Ése debía de ser el misterioso paciente al que su amigo se refirió en el mensaje que le había dejado en el móvil.
—¿Viernes? Curioso nombre.
—En realidad no se llama así. Bueno, quiero decir que nadie sabe cuál es su verdadero nombre. Al parecer lo encontraron tirado en un callejón, sin ningún documento que lo identificara. Miguel me contó que hablaba de un modo muy extraño, como con símbolos o metáforas, que nadie comprendía. Por eso, al no saber cómo se llamaba y empezar a tratarlo precisamente un viernes, Miguel le puso ese nombre, como el compañero nativo de Robinson Crusoe.
A Eduardo le alegró ver que la charla disminuía la tensión en el ambiente y que, en alguna medida, parecía aliviar el dolor de Marta.
—¿Y sabes por qué quería hablar conmigo sobre él?
—Me dijo que el chico había mencionado, en sus divagaciones, algo que tú conocías, que habías investigado. Déjame recordar… ¿Puede ser algo parecido a Argos?
—¿Argos?
—¿Te dice algo?
—Claro que me dice algo. Argos Panoptes fue un gigante de la mitología griega. Según la leyenda, tenía cien ojos y por eso era el guardián perfecto. El año pasado estuve investigando un proyecto secreto del gobierno de Estados Unidos, que consistía en implantar microcámaras en insectos para que éstos sirvieran como espías sin levantar sospechas.
—¿Hablas en serio? —preguntó Marta, más sorprendida que incrédula.
—Bueno, no llegué a confirmarlo y todo quedó en un breve comentario en el informativo de las tres. Pero es algo inquietante, ¿verdad? Imagínate una polilla que te vigila sin que tú lo sepas.
—Muy mal de dinero deben de andar los americanos si cambian a sus policías por polillas —intervino Laura, la hermana de Marta.
Todos rieron con su comentario, lo que liberó un poco de tensión.
—En realidad no era un proyecto de la policía, sino del ejército. Un científico amigo mío, de la Universidad de Princeton, me aseguró que la idea no era ni mucho menos descabellada. Sin embargo, al final no encontré ninguna fuente del todo fiable, y lo dejé. En todo caso, se trataba de un proyecto conjunto con los aliados europeos más devotos de Estados Unidos: Gran Bretaña, Italia y España, y al parecer, también participaba Israel. Quizá Viernes trabajaba aquí, en España, en algo relacionado con ese proyecto.

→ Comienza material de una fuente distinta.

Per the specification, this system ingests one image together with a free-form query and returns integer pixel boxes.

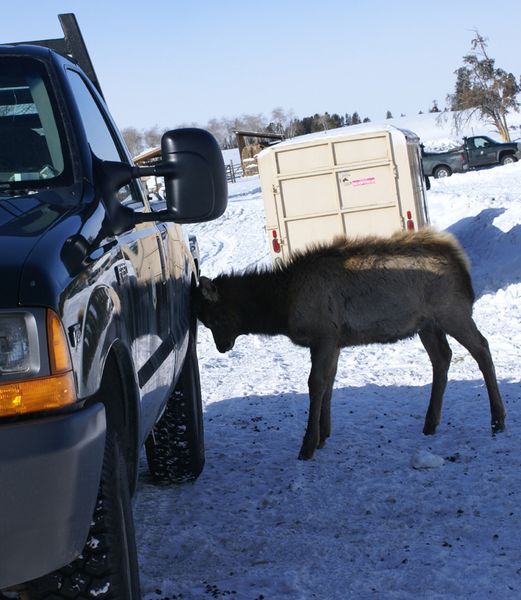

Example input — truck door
[468,137,497,167]
[67,69,175,431]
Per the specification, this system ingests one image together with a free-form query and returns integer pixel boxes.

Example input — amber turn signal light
[0,371,76,417]
[0,310,76,417]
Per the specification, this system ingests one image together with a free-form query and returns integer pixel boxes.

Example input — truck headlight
[0,310,76,417]
[0,312,40,375]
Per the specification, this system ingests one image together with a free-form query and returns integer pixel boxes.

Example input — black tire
[26,434,141,600]
[145,327,204,484]
[434,165,452,179]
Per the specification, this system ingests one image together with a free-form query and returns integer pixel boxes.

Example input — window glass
[67,69,121,161]
[0,59,66,184]
[67,69,143,208]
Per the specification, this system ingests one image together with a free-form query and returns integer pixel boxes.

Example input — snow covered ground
[135,138,521,600]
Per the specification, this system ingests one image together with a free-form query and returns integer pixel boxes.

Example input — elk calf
[194,229,505,459]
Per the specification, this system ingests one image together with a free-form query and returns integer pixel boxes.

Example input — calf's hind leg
[317,349,340,448]
[442,316,506,433]
[298,342,338,460]
[419,325,452,435]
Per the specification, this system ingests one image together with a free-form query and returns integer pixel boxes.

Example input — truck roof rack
[5,13,104,98]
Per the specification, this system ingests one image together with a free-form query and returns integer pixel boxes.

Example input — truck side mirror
[161,128,228,223]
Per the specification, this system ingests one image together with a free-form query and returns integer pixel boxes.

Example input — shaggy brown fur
[194,229,505,459]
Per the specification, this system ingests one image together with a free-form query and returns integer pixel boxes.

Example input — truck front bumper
[0,404,106,589]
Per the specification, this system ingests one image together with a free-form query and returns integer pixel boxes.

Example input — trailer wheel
[145,327,204,484]
[434,165,452,179]
[500,154,516,165]
[23,433,141,600]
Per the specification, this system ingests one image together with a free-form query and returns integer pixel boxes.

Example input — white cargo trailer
[258,123,429,261]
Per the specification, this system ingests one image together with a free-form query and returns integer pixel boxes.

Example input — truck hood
[0,190,71,308]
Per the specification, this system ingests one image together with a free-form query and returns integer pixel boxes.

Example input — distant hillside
[223,111,521,164]
[376,111,521,152]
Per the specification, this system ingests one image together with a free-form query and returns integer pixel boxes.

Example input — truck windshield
[0,58,70,187]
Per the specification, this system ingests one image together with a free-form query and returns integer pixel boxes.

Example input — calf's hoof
[492,419,505,433]
[423,423,437,435]
[298,446,315,460]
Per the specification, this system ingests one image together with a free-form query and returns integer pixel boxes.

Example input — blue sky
[0,0,521,129]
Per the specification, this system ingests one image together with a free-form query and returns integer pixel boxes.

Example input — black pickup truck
[0,14,227,600]
[422,135,521,178]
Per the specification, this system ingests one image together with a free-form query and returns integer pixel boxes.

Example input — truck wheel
[500,154,516,165]
[25,434,141,600]
[434,165,452,179]
[145,326,204,484]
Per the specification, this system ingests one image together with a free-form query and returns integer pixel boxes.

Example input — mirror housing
[94,128,228,234]
[161,128,228,223]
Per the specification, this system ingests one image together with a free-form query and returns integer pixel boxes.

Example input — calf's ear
[199,275,219,302]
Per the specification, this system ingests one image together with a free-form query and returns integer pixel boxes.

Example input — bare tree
[143,125,163,148]
[121,127,145,156]
[447,31,521,141]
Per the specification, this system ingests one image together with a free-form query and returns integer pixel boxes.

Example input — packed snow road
[135,163,521,600]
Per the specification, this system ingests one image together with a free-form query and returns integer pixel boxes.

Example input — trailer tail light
[271,229,281,254]
[406,210,414,231]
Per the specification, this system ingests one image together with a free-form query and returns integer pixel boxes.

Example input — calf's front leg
[298,342,338,460]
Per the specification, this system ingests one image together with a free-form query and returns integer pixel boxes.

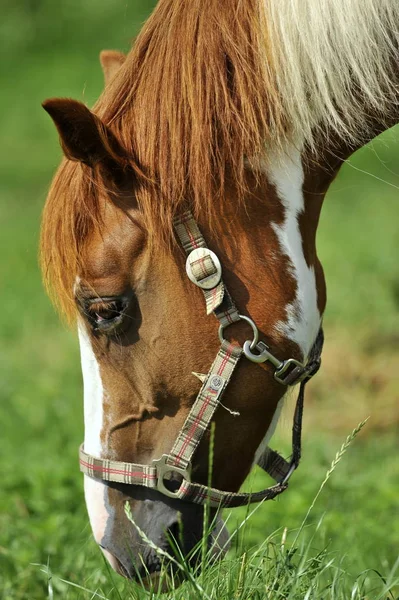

—Tu imaginación se dispara con facilidad, Eduardo —sentenció Marta, sonriente y levantando las manos—. ¿Lo ves? Miguel tenía razón cuando dijo que el asunto te interesaría.
—Sí.
La afirmación escueta no logró ocultar la nueva mordedura que había sentido Eduardo al recordar al amigo recién fallecido. Marta lo notó, pero se repuso enseguida y añadió:
—Ya sabes que Miguel nunca traía el trabajo a casa. Muchas veces se trataba de informes confidenciales, por lo que prefería dejarlos en el despacho. Algunas cosas debían de ser muy secretas, porque ni siquiera me han dejado entrar en él. Justo antes de que llegaras me han enviado sus objetos personales en una caja. Pero esa vez, no sé por qué, trajo un informe. El de Viernes. Lo tengo aquí mismo. ¿Quieres verlo?
—Claro que quiero verlo. Pero ¿te he entendido bien cuando has dicho que no te han permitido entrar en su despacho?